In a late-Friday-in-June news dump, Brian Gaine was fired as the Texans’ general manager because, according to NFL Network’s Ian Rapoport, he simply wasn’t good enough. It took Houston until this point in the offseason to make this determination, insisting that no one moment led to this change.

Just like the Jets’ firing of Mike Maccagnan after the draft and a free agency spending spree, it’s all about the person who can walk into the owner’s office and say ‘I alone can fix this.’ It’s how most of our businesses and day jobs work—and it’s how your favorite NFL team works. If the team owner or acting president or de facto leader isn’t answering your phone calls or asking your advice about the direction of the team, you should probably polish up your LinkedIn profile, before the guy across the hall makes it a foregone conclusion.

Gaine, who was hired January 2018 and inked a five-year contract, inherited a roster so bad that the Texans were forking over draft picks just to get rid of their worst players. He made moves early in free agency last year, notably helping Houston land Tyrann Mathieu (now with the Chiefs) on an affordable deal. And the team finished first in the AFC South and made the playoffs as a three-seed in 2018.

Gaine attacked the Texans’ biggest need in the draft this year, picking tackles with the team’s first and third picks—and everyone in the building appeared to beexcited. He now won’t get the chance to see how this plays out. Somewhere between then and now, with just a handful of consequence-less practices as evidence, it turns out whatever Gaine did wasn’t good enough.

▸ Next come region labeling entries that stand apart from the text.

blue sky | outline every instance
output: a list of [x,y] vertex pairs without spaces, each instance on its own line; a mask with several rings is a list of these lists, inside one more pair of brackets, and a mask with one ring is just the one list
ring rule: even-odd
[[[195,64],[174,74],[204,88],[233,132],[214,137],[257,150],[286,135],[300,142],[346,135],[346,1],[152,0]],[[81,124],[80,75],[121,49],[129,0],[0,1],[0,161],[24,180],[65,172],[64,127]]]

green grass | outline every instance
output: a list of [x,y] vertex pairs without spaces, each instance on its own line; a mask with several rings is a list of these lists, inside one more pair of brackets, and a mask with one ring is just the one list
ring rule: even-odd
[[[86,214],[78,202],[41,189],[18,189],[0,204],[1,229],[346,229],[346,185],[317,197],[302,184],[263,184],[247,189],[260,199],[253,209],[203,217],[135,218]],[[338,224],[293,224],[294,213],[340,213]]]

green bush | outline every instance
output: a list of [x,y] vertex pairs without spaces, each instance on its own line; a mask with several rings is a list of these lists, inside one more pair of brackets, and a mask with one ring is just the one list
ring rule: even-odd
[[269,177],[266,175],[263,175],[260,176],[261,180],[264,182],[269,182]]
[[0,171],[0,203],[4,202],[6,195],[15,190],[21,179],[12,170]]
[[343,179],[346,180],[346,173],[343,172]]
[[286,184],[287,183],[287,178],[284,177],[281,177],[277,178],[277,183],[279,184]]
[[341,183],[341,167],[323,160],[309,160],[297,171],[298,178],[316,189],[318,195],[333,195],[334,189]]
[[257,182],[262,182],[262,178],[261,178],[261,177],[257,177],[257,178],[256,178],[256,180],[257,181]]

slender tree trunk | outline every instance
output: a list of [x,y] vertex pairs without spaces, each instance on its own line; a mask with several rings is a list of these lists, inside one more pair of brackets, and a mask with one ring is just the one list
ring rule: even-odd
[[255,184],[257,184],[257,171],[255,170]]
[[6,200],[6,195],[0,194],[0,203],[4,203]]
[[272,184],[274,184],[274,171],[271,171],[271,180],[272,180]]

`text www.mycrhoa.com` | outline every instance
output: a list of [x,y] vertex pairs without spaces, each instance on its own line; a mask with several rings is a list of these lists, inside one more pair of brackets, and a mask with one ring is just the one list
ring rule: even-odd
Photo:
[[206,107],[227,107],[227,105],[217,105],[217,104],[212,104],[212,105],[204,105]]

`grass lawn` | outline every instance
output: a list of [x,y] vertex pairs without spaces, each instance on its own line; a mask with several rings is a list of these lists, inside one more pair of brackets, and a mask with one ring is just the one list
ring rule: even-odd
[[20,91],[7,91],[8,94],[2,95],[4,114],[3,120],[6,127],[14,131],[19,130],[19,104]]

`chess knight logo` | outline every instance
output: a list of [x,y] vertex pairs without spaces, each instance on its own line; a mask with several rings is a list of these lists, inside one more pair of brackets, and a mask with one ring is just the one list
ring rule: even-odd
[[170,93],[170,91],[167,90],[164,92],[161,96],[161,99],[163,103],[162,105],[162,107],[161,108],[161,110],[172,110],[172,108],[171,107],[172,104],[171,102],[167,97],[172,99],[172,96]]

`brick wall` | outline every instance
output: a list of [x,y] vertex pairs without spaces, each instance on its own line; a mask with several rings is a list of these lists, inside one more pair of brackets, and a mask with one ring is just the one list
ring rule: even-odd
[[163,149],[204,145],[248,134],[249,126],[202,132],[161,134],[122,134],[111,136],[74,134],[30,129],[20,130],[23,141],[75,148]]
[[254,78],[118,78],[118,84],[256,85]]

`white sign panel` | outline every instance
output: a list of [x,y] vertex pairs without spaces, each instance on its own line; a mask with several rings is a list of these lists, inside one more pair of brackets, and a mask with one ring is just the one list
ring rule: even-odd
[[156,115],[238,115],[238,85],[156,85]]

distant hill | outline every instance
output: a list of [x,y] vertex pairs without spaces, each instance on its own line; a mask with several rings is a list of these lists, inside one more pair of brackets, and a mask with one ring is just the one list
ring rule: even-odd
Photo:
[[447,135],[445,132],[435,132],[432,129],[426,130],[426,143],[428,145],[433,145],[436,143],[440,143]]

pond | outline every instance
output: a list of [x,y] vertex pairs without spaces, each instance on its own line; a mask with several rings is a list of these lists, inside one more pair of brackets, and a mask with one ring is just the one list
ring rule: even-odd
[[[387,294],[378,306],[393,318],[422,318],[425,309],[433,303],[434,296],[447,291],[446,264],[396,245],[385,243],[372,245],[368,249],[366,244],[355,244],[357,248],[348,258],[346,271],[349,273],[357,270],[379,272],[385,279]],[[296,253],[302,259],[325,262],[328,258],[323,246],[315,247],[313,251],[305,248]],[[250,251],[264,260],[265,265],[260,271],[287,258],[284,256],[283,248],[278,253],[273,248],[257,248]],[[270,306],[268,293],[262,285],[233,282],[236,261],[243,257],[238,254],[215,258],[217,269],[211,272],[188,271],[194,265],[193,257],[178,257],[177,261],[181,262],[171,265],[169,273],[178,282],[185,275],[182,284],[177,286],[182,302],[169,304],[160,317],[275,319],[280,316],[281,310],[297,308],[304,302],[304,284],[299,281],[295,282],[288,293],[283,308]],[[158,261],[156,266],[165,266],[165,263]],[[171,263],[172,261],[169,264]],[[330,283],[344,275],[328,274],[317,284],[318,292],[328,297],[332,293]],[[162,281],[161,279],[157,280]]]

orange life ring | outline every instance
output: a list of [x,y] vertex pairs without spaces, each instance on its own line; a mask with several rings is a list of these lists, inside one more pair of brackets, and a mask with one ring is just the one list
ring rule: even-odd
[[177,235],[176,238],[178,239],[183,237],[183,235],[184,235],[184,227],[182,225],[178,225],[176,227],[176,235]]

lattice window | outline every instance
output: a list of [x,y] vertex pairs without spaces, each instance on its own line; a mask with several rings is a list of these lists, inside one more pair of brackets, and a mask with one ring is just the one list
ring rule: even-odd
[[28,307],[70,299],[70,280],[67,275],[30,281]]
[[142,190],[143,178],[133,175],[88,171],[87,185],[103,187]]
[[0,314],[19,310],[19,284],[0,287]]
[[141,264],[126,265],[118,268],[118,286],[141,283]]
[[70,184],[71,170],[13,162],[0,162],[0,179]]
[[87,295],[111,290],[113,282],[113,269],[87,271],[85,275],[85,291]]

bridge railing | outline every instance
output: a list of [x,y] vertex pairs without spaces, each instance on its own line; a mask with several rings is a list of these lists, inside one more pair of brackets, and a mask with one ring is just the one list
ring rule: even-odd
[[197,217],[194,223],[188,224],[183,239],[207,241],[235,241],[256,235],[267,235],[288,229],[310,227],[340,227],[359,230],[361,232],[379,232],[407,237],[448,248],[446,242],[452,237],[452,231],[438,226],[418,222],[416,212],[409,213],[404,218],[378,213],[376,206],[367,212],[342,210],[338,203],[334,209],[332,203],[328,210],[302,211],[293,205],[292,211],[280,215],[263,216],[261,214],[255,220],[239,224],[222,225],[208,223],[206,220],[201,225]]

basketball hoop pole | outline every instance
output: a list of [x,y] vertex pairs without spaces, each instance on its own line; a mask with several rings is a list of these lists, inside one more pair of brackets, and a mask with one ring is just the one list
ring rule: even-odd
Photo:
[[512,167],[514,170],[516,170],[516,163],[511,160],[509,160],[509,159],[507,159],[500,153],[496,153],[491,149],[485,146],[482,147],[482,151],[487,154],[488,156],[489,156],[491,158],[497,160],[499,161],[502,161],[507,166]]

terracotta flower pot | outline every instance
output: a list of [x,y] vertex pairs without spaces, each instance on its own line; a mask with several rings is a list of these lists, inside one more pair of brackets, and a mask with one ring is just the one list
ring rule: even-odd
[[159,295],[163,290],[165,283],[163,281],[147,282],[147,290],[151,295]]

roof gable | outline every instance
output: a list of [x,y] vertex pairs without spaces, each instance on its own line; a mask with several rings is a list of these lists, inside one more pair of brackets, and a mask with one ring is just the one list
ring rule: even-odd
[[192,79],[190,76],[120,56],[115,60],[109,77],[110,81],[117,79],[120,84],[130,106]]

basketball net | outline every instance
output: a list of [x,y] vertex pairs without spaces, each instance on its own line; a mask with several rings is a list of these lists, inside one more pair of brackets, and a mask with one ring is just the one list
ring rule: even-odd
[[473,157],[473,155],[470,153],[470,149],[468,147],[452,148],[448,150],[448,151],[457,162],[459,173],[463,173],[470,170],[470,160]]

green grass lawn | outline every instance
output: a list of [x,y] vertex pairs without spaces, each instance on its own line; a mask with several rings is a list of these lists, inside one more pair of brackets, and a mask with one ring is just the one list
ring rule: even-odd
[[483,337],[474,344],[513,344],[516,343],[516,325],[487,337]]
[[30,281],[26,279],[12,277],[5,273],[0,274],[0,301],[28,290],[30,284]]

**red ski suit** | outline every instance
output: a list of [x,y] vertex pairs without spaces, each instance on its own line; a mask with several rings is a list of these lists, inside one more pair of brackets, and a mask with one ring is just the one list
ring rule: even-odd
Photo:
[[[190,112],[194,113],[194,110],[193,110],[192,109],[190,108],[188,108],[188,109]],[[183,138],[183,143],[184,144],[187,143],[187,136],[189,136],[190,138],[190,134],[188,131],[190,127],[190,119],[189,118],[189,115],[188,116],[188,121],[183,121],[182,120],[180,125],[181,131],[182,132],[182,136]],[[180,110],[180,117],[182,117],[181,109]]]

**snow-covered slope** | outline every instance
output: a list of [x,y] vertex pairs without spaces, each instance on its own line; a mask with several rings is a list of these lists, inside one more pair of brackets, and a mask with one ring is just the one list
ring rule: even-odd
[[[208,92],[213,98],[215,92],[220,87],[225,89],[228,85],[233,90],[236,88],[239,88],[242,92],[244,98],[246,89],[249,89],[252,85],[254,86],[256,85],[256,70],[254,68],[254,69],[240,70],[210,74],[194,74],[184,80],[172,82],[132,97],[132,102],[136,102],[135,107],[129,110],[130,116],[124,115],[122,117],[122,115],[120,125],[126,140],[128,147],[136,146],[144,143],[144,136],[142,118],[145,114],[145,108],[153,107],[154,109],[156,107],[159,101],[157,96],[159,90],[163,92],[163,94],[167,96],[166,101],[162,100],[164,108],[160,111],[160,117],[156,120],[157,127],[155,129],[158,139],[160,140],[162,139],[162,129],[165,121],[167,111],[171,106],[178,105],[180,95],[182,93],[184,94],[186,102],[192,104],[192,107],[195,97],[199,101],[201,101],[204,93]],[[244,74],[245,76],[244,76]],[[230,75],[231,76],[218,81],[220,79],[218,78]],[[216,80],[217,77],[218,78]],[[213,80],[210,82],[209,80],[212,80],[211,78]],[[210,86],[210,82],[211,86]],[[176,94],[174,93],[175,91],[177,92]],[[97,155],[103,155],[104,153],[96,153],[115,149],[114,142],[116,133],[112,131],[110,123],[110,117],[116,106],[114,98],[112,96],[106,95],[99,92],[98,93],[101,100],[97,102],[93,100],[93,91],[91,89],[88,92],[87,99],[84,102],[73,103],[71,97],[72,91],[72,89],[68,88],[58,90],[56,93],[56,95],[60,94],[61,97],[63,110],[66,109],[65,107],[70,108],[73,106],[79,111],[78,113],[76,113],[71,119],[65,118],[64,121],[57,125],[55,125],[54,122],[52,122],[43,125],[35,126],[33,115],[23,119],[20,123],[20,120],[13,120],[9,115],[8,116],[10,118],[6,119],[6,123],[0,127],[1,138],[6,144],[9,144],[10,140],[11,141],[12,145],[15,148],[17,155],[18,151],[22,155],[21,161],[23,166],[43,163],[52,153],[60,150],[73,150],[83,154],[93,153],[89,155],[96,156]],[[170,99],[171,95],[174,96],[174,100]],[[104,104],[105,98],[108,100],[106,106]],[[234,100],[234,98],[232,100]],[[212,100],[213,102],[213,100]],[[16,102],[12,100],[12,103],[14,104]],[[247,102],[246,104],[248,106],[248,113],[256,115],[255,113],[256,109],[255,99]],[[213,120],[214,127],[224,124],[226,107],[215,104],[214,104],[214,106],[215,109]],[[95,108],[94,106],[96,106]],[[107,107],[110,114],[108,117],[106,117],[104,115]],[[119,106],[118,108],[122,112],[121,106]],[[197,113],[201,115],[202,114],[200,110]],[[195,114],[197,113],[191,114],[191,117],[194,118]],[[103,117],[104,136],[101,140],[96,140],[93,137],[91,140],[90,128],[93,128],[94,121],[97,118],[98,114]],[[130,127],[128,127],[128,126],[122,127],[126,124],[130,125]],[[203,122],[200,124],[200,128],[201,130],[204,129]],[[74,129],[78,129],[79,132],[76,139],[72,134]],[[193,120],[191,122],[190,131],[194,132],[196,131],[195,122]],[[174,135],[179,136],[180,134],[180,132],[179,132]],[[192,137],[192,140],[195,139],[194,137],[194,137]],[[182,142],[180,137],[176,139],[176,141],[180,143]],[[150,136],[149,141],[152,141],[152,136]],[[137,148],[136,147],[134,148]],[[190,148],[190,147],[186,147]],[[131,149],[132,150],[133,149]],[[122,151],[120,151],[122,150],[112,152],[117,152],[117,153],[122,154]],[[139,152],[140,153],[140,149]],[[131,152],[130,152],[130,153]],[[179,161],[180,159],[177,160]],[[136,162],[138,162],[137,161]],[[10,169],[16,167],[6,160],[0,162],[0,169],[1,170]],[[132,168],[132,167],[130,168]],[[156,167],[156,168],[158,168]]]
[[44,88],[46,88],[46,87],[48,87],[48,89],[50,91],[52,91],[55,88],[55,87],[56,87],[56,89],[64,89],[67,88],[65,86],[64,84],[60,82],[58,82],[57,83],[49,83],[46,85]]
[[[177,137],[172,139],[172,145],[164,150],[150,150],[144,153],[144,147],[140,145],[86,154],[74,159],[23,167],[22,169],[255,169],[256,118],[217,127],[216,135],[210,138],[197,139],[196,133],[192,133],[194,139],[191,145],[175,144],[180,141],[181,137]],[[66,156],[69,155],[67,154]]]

We’ll get more dirt on the firing in the days and weeks to come, but Gaine should be able to deflect any criticism that comes his way. People in the business always mention how hard it is to get a second shot in the GM chair, but Gaine could counter by saying: Whose fault is it that we couldn’t protect Deshaun Watson in my only season here—the guy who had no first-round or second-round pick in his first year on the job, or the guy who kept calling designed runs for a quarterback already taking a beating?  

The team let someone go who didn’t deserve to be fired that way—like a person doing a bad job and not a person who didn’t even have the time and opportunity to build a foundation—seemingly because another person who should be taking equal blame for whatever is wrong believed that a change had to happen.